Garrett J, Fenwick J M, Taylor G, Mitchell E, Stewart J, Rea H
Department of Respiratory Medicine, Green Lane Hospital, Auckland, New Zealand.
Thorax. 1994 Oct;49(10):976-83. doi: 10.1136/thx.49.10.976.
Previous work has indicated a high rate of non-attendance at hospital based clinics among young, multiracial asthmatic patients of lower socioeconomic class. The efficacy of delivering asthma education from a community health centre established in a multiracial working class neighbourhood was evaluated.
A prospective controlled study was performed in which asthmatic subjects aged between two and 55 years attending a hospital emergency room with acute asthma and living within a defined geographical area of high emergency room users were randomised to the usual follow up or the education centre plus usual follow up. Measurements were taken at entry into the study and again nine months later.
At nine months patients randomised to the education centre had more preventive medications, more peak expiratory flow meters and better flow meter technique, more self-management plans, better knowledge of appropriate action to take when confronted with worsening asthma, less nocturnal awakening, and better self-reported asthma control than the control group. There was no difference between the study groups in measurements of compliance, hospital admission, days lost from school or work, or emergency room use.
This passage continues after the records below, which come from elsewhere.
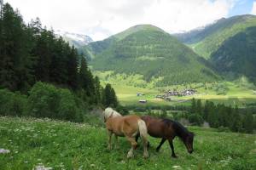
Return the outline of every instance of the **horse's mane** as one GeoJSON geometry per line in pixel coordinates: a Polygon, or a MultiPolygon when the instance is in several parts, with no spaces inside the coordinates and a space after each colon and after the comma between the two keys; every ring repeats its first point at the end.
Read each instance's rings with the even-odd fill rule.
{"type": "Polygon", "coordinates": [[[168,126],[172,126],[177,136],[180,138],[183,142],[185,141],[188,135],[194,136],[193,133],[190,133],[184,126],[176,121],[172,121],[170,119],[162,119],[162,121],[168,126]]]}
{"type": "Polygon", "coordinates": [[[109,118],[110,116],[116,117],[116,116],[122,116],[121,114],[112,109],[111,107],[108,107],[105,109],[104,112],[104,117],[106,119],[109,118]]]}

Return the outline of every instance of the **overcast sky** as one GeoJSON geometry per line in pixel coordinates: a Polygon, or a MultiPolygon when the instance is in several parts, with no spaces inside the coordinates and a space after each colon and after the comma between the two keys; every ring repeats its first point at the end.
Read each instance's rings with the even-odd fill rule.
{"type": "Polygon", "coordinates": [[[253,0],[5,0],[26,21],[39,17],[54,30],[102,40],[138,24],[170,33],[189,31],[222,17],[256,14],[253,0]]]}

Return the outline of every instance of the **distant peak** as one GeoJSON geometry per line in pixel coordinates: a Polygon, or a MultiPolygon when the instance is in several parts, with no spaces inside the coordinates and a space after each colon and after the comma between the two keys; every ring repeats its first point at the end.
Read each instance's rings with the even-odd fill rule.
{"type": "Polygon", "coordinates": [[[121,32],[114,35],[113,37],[115,38],[117,38],[118,40],[122,40],[125,37],[126,37],[127,36],[129,36],[132,33],[140,31],[156,31],[166,32],[162,29],[157,27],[157,26],[154,26],[153,25],[143,24],[143,25],[136,25],[134,26],[131,26],[131,27],[125,30],[124,31],[121,31],[121,32]]]}

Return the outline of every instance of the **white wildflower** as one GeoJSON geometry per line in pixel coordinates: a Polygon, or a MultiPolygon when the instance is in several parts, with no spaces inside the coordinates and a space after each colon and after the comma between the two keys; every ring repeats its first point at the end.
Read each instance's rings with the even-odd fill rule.
{"type": "Polygon", "coordinates": [[[9,150],[0,149],[0,154],[8,154],[9,153],[9,150]]]}
{"type": "Polygon", "coordinates": [[[172,166],[172,168],[174,168],[174,169],[182,169],[182,167],[179,165],[172,166]]]}

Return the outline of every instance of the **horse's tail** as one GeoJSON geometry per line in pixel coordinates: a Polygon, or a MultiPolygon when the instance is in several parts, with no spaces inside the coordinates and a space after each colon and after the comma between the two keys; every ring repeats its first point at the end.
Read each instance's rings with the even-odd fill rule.
{"type": "Polygon", "coordinates": [[[146,123],[142,119],[138,120],[137,123],[138,123],[140,136],[143,141],[143,144],[148,144],[148,129],[147,129],[146,123]]]}
{"type": "Polygon", "coordinates": [[[143,142],[143,148],[144,148],[143,156],[146,158],[148,157],[148,153],[147,150],[148,149],[148,129],[147,129],[146,123],[142,119],[138,120],[137,124],[139,128],[140,136],[143,142]]]}

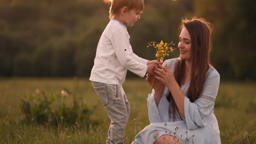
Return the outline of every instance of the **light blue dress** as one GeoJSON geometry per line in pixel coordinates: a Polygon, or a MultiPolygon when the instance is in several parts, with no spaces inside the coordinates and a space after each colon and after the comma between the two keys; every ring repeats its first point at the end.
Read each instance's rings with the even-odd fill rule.
{"type": "MultiPolygon", "coordinates": [[[[166,60],[163,65],[166,64],[170,70],[174,71],[177,61],[177,58],[166,60]]],[[[213,113],[219,80],[218,71],[210,66],[206,73],[201,95],[194,103],[190,102],[186,95],[189,82],[182,86],[181,90],[185,96],[184,101],[185,118],[182,116],[174,121],[171,107],[166,98],[168,88],[165,87],[158,106],[155,104],[153,89],[147,99],[150,124],[135,136],[135,140],[132,143],[154,143],[163,135],[176,136],[184,144],[220,143],[219,126],[213,113]]]]}

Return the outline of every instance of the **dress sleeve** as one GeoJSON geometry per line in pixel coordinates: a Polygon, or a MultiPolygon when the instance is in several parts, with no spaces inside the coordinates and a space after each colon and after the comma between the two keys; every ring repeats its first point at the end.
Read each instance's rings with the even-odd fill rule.
{"type": "MultiPolygon", "coordinates": [[[[172,69],[173,65],[176,62],[175,61],[174,59],[166,60],[162,65],[165,65],[166,64],[170,69],[172,69]]],[[[170,103],[166,99],[167,91],[168,88],[165,87],[158,106],[156,106],[155,104],[155,91],[154,89],[152,90],[152,93],[148,95],[147,99],[148,116],[150,123],[169,122],[170,103]]]]}
{"type": "Polygon", "coordinates": [[[191,103],[188,97],[185,97],[185,119],[189,129],[205,126],[207,123],[206,116],[213,109],[218,94],[220,76],[212,68],[212,71],[206,79],[202,94],[199,99],[191,103]]]}
{"type": "Polygon", "coordinates": [[[113,32],[110,40],[120,64],[135,74],[143,77],[147,72],[147,65],[138,62],[131,55],[129,40],[122,30],[118,29],[113,32]]]}
{"type": "Polygon", "coordinates": [[[152,93],[148,95],[147,99],[149,122],[150,123],[168,122],[170,103],[163,94],[158,106],[156,106],[154,93],[153,89],[152,93]]]}

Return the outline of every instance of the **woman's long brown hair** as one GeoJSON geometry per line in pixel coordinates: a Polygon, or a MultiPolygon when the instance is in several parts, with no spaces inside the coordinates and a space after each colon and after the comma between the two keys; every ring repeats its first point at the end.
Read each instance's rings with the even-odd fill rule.
{"type": "MultiPolygon", "coordinates": [[[[194,17],[192,20],[183,20],[179,32],[185,27],[191,37],[192,67],[190,81],[187,95],[191,102],[194,102],[200,96],[205,81],[205,75],[210,65],[210,52],[212,49],[211,35],[212,25],[203,19],[194,17]]],[[[183,81],[185,73],[185,60],[178,61],[174,75],[179,87],[183,81]]],[[[173,121],[178,117],[178,107],[170,93],[168,99],[172,108],[173,121]]],[[[179,113],[179,118],[181,118],[179,113]]]]}

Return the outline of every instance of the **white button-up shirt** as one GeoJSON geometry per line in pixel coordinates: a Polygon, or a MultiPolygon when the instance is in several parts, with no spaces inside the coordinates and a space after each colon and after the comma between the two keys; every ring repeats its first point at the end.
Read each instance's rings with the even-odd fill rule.
{"type": "Polygon", "coordinates": [[[127,69],[143,77],[148,62],[132,52],[126,26],[112,19],[100,39],[90,80],[121,85],[127,69]]]}

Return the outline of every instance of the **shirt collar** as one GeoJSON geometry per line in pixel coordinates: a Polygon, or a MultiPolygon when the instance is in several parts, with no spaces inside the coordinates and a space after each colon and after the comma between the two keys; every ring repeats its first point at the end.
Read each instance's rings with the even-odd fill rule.
{"type": "Polygon", "coordinates": [[[124,25],[124,23],[123,23],[121,22],[120,22],[120,21],[115,19],[115,18],[113,18],[112,20],[114,20],[114,21],[118,21],[118,22],[120,23],[120,24],[121,24],[121,25],[123,26],[124,27],[125,27],[125,28],[127,28],[127,26],[125,26],[125,25],[124,25]]]}

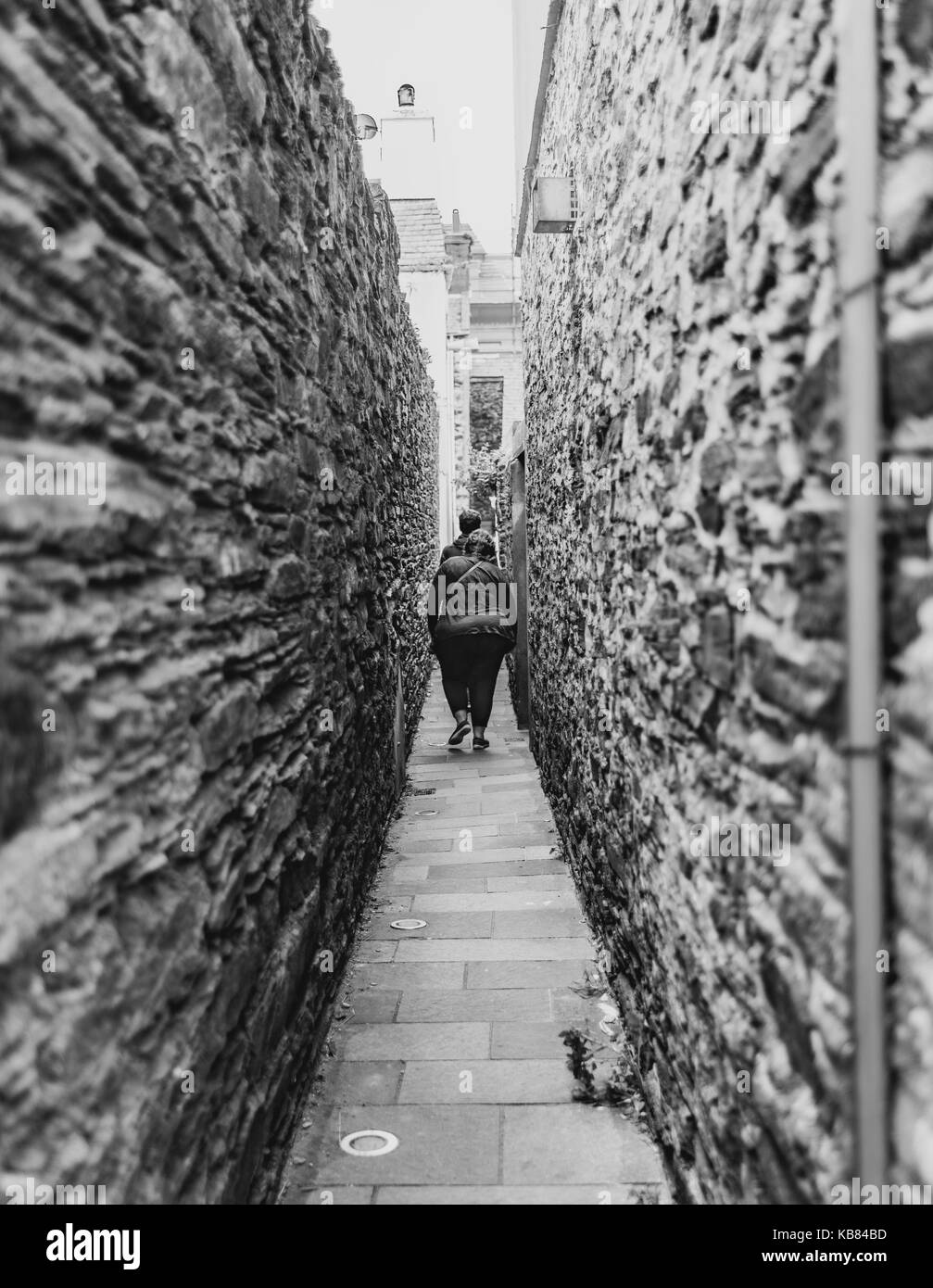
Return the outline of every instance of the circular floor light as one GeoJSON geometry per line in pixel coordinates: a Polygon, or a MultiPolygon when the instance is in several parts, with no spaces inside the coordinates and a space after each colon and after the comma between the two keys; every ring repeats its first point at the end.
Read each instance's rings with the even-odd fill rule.
{"type": "Polygon", "coordinates": [[[390,1131],[379,1131],[370,1127],[367,1131],[352,1131],[340,1141],[340,1149],[354,1158],[379,1158],[380,1154],[390,1154],[398,1148],[398,1136],[390,1131]]]}

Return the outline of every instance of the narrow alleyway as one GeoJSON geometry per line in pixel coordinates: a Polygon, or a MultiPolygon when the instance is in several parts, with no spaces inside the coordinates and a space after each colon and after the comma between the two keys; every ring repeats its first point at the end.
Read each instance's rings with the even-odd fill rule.
{"type": "Polygon", "coordinates": [[[572,987],[595,978],[595,951],[504,672],[490,750],[447,748],[450,728],[434,672],[347,979],[347,1018],[331,1030],[334,1057],[280,1200],[669,1202],[639,1127],[572,1099],[561,1032],[588,1019],[598,1029],[598,1001],[572,987]],[[425,925],[392,927],[402,920],[425,925]],[[341,1149],[367,1131],[398,1144],[341,1149]]]}

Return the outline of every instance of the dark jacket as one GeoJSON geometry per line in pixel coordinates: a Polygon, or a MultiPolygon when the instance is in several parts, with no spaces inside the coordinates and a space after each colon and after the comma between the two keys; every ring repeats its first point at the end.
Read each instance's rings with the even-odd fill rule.
{"type": "Polygon", "coordinates": [[[497,635],[506,652],[515,647],[515,589],[496,564],[474,555],[445,559],[434,574],[434,613],[428,613],[433,644],[465,635],[497,635]]]}
{"type": "Polygon", "coordinates": [[[456,538],[456,541],[452,542],[452,545],[445,546],[443,550],[441,551],[441,563],[443,563],[446,559],[455,559],[457,555],[461,555],[464,553],[464,546],[466,545],[468,536],[469,532],[461,532],[460,536],[456,538]]]}

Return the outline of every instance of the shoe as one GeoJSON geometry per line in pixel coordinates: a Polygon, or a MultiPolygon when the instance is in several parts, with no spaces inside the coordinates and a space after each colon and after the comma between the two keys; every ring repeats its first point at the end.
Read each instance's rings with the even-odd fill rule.
{"type": "Polygon", "coordinates": [[[454,733],[447,739],[447,746],[459,747],[469,732],[470,732],[469,720],[464,720],[464,723],[459,724],[454,730],[454,733]]]}

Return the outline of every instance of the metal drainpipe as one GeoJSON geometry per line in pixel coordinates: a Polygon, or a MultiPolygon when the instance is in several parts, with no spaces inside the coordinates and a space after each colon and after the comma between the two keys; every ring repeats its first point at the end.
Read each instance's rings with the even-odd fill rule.
{"type": "MultiPolygon", "coordinates": [[[[881,422],[879,345],[879,55],[878,9],[836,0],[836,122],[843,158],[839,219],[840,376],[845,459],[878,461],[881,422]]],[[[847,656],[852,987],[856,1027],[856,1139],[863,1184],[885,1181],[888,1097],[884,979],[875,953],[884,942],[881,765],[875,728],[880,684],[878,497],[847,505],[847,656]]]]}

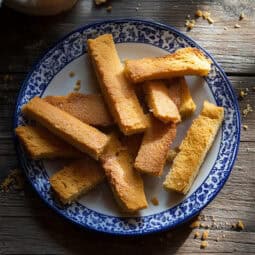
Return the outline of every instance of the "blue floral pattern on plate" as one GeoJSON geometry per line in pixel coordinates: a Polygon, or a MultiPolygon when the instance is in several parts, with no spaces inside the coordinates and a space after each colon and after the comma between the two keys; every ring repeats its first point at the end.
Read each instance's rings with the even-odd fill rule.
{"type": "Polygon", "coordinates": [[[51,208],[87,229],[119,235],[139,235],[175,227],[195,216],[223,187],[233,167],[240,137],[239,109],[230,82],[210,54],[189,37],[170,26],[134,19],[98,22],[70,33],[39,60],[24,81],[17,100],[14,127],[26,124],[21,114],[22,105],[35,96],[41,96],[61,69],[86,53],[87,39],[104,33],[111,33],[116,43],[146,43],[169,52],[182,47],[197,47],[212,59],[212,71],[206,77],[206,82],[217,104],[225,108],[225,119],[220,149],[209,175],[195,192],[166,211],[143,217],[121,218],[95,212],[77,202],[68,206],[58,204],[53,199],[42,161],[29,160],[16,141],[20,163],[34,189],[51,208]]]}

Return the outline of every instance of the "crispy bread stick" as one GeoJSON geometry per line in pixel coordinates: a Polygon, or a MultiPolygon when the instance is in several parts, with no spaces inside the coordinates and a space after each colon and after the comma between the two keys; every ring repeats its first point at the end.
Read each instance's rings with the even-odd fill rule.
{"type": "Polygon", "coordinates": [[[170,97],[166,81],[155,80],[144,83],[147,103],[153,115],[164,123],[181,121],[178,108],[170,97]]]}
{"type": "Polygon", "coordinates": [[[128,149],[122,147],[115,134],[111,135],[101,162],[114,197],[122,210],[135,212],[146,208],[143,179],[134,170],[134,159],[128,149]]]}
{"type": "Polygon", "coordinates": [[[161,175],[175,135],[174,123],[164,124],[151,116],[150,126],[145,131],[142,145],[135,159],[135,168],[142,173],[161,175]]]}
{"type": "Polygon", "coordinates": [[[88,52],[102,93],[115,121],[125,135],[147,128],[146,118],[123,66],[111,34],[88,40],[88,52]]]}
{"type": "Polygon", "coordinates": [[[95,159],[98,159],[102,154],[109,141],[109,137],[103,132],[81,122],[39,97],[33,98],[23,106],[22,112],[38,121],[56,136],[95,159]]]}
{"type": "Polygon", "coordinates": [[[99,94],[70,93],[66,96],[47,96],[43,100],[89,125],[111,126],[114,124],[103,97],[99,94]]]}
{"type": "Polygon", "coordinates": [[[184,75],[206,76],[211,61],[196,48],[183,48],[164,57],[127,60],[125,73],[133,83],[184,75]]]}
{"type": "Polygon", "coordinates": [[[204,102],[200,115],[192,122],[173,161],[164,187],[186,194],[209,151],[224,117],[223,107],[204,102]]]}
{"type": "Polygon", "coordinates": [[[15,133],[32,159],[80,158],[84,154],[46,128],[19,126],[15,133]]]}
{"type": "Polygon", "coordinates": [[[193,114],[196,104],[193,101],[188,84],[184,77],[173,78],[168,81],[169,94],[177,105],[182,119],[193,114]]]}
{"type": "Polygon", "coordinates": [[[104,177],[100,163],[84,156],[53,174],[50,184],[59,200],[68,204],[93,189],[104,177]]]}

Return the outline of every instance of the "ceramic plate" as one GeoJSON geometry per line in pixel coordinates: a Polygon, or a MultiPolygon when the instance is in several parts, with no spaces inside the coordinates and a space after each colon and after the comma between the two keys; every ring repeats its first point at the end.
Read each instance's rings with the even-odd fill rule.
{"type": "Polygon", "coordinates": [[[180,144],[204,100],[224,107],[222,128],[189,193],[181,196],[163,190],[162,182],[169,170],[166,166],[162,177],[144,178],[149,206],[136,215],[120,213],[107,183],[99,185],[77,202],[62,206],[54,200],[49,176],[65,162],[30,160],[16,141],[20,163],[45,203],[82,227],[119,235],[141,235],[175,227],[196,215],[223,187],[237,155],[240,135],[239,110],[230,82],[213,57],[186,35],[170,26],[134,19],[97,22],[68,34],[46,52],[27,76],[17,100],[14,127],[27,123],[21,114],[21,107],[35,96],[66,95],[73,90],[78,79],[81,80],[81,92],[99,91],[89,63],[86,41],[104,33],[113,35],[122,60],[161,56],[188,46],[201,49],[212,60],[212,71],[208,77],[186,77],[197,110],[192,118],[178,126],[173,144],[173,147],[180,144]],[[69,77],[70,71],[75,73],[75,77],[69,77]],[[158,206],[150,202],[154,196],[159,200],[158,206]]]}

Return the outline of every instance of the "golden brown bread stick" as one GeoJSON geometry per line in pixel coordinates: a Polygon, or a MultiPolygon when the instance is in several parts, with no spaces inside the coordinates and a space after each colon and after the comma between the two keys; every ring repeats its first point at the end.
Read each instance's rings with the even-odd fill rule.
{"type": "Polygon", "coordinates": [[[134,170],[134,158],[121,145],[116,134],[111,135],[101,162],[116,202],[122,210],[135,212],[146,208],[143,179],[134,170]]]}
{"type": "Polygon", "coordinates": [[[105,101],[120,130],[125,135],[144,131],[146,118],[132,85],[125,78],[112,35],[89,39],[87,44],[105,101]]]}
{"type": "Polygon", "coordinates": [[[32,159],[80,158],[84,154],[46,128],[19,126],[15,133],[32,159]]]}
{"type": "Polygon", "coordinates": [[[103,132],[81,122],[39,97],[33,98],[24,105],[22,113],[38,121],[56,136],[95,159],[98,159],[102,154],[109,141],[109,137],[103,132]]]}
{"type": "Polygon", "coordinates": [[[189,191],[213,144],[223,117],[223,107],[204,102],[202,112],[192,122],[179,147],[180,151],[173,161],[170,172],[166,176],[163,185],[167,190],[174,190],[182,194],[189,191]]]}
{"type": "Polygon", "coordinates": [[[50,177],[50,184],[63,204],[71,203],[104,180],[99,162],[84,155],[50,177]]]}
{"type": "Polygon", "coordinates": [[[211,61],[196,48],[183,48],[163,57],[126,60],[125,73],[133,82],[168,79],[184,75],[206,76],[211,61]]]}
{"type": "Polygon", "coordinates": [[[184,77],[178,77],[168,80],[169,94],[177,105],[183,119],[191,116],[196,110],[196,104],[193,101],[188,84],[184,77]]]}
{"type": "Polygon", "coordinates": [[[164,123],[181,121],[179,110],[170,97],[167,83],[164,80],[144,83],[147,102],[153,115],[164,123]]]}
{"type": "Polygon", "coordinates": [[[111,126],[114,124],[100,94],[70,93],[66,96],[47,96],[43,100],[89,125],[111,126]]]}
{"type": "Polygon", "coordinates": [[[135,159],[135,168],[142,173],[161,175],[175,135],[174,123],[165,124],[150,116],[150,126],[144,133],[142,145],[135,159]]]}

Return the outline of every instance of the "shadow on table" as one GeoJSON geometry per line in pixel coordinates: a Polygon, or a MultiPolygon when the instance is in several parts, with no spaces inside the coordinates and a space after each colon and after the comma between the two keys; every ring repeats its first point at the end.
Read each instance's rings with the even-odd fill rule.
{"type": "MultiPolygon", "coordinates": [[[[31,192],[34,191],[26,188],[25,194],[29,193],[28,197],[31,197],[31,192]]],[[[182,246],[191,232],[188,223],[171,231],[143,237],[121,237],[90,232],[57,215],[35,195],[32,197],[33,199],[27,199],[26,206],[31,209],[32,221],[41,232],[37,235],[42,236],[42,242],[47,242],[49,253],[120,255],[169,254],[170,252],[172,254],[182,246]]]]}

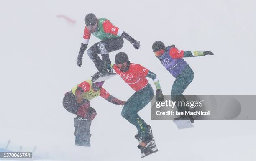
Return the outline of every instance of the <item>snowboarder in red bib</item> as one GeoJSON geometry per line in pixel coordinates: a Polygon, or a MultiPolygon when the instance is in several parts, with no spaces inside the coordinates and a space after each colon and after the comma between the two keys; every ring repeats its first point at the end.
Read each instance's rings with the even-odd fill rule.
{"type": "Polygon", "coordinates": [[[135,93],[125,102],[121,115],[137,128],[138,134],[135,137],[140,143],[138,147],[141,149],[141,157],[143,158],[158,151],[151,127],[138,114],[138,111],[151,101],[154,95],[153,89],[146,77],[151,78],[156,85],[156,100],[162,101],[164,96],[155,74],[140,64],[131,63],[128,56],[124,52],[117,54],[115,61],[115,64],[111,64],[111,67],[135,91],[135,93]]]}
{"type": "Polygon", "coordinates": [[[77,115],[74,119],[76,145],[90,146],[90,126],[96,112],[90,107],[90,100],[100,96],[114,104],[123,105],[125,103],[111,95],[102,87],[104,81],[94,83],[100,76],[99,72],[97,72],[92,76],[92,80],[84,81],[76,86],[66,93],[63,98],[64,107],[77,115]]]}
{"type": "Polygon", "coordinates": [[[102,74],[113,72],[111,69],[108,69],[111,63],[109,53],[119,50],[123,47],[123,38],[129,41],[135,49],[138,49],[140,48],[139,41],[134,40],[127,33],[115,26],[105,18],[97,19],[94,14],[90,13],[85,16],[85,21],[86,26],[84,31],[80,51],[77,59],[77,64],[79,66],[82,64],[83,55],[87,48],[91,34],[100,39],[101,41],[90,48],[87,51],[87,54],[98,70],[102,74]],[[101,55],[102,59],[98,54],[101,55]]]}
{"type": "MultiPolygon", "coordinates": [[[[172,101],[178,100],[186,102],[186,98],[183,93],[193,80],[194,72],[183,58],[213,55],[213,53],[210,51],[192,52],[181,50],[176,48],[174,45],[165,47],[164,43],[160,41],[155,42],[152,48],[161,64],[175,78],[172,87],[171,100],[172,101]]],[[[177,107],[179,112],[183,113],[185,111],[189,110],[187,106],[180,106],[177,107]]],[[[181,116],[176,119],[189,119],[191,123],[194,123],[193,116],[190,115],[181,116]]]]}

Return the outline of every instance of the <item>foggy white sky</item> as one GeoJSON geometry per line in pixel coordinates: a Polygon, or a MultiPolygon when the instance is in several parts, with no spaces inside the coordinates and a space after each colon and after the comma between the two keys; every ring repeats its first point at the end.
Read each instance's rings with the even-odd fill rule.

The main effects of education were on asthma knowledge and self-management skills, whilst improvements in asthma morbidity were small. Potential reasons for this include heterogeneous study population (in terms of baseline self-management skills, asthma severity, ethnicity and age), pragmatic study design, insensitivity of many of the measurements of morbidity, the modest effectiveness of a single time limited education programme, and inability to limit the effects of such a large community based study to the intervention group (there was a 67% reduction in asthma admissions during the study period from the geographical area targeted compared with a 22% reduction for the rest of Auckland).
此前的研究表明,社会经济地位较低的年轻多族裔哮喘患者在医院门诊的就诊率较低。本研究评估了在一个多族裔工人阶级社区设立的社区健康中心开展哮喘教育的效果。
进行了一项前瞻性对照研究,将年龄在2至55岁之间、因急性哮喘到医院急诊室就诊且居住在急诊室高使用率特定地理区域内的哮喘患者随机分为常规随访组或教育中心加常规随访组。在研究开始时和九个月后再次进行测量。
九个月时,随机分配到教育中心的患者比对照组有更多的预防性药物、更多的呼气峰值流速仪且流速仪使用技术更好、更多的自我管理计划、在哮喘恶化时采取适当行动的知识更丰富、夜间觉醒更少,且自我报告的哮喘控制情况更好。两组在依从性、住院率、缺课或旷工天数或急诊室就诊次数的测量上没有差异。
教育的主要效果体现在哮喘知识和自我管理技能方面,而哮喘发病率的改善较小。其潜在原因包括研究人群的异质性(在基线自我管理技能、哮喘严重程度、种族和年龄方面)、务实的研究设计、许多发病率测量方法不敏感、单次限时教育计划的效果有限,以及无法将如此大规模的社区研究的效果局限于干预组(与奥克兰其他地区22%的下降相比,研究期间目标地理区域的哮喘住院率下降了67%)。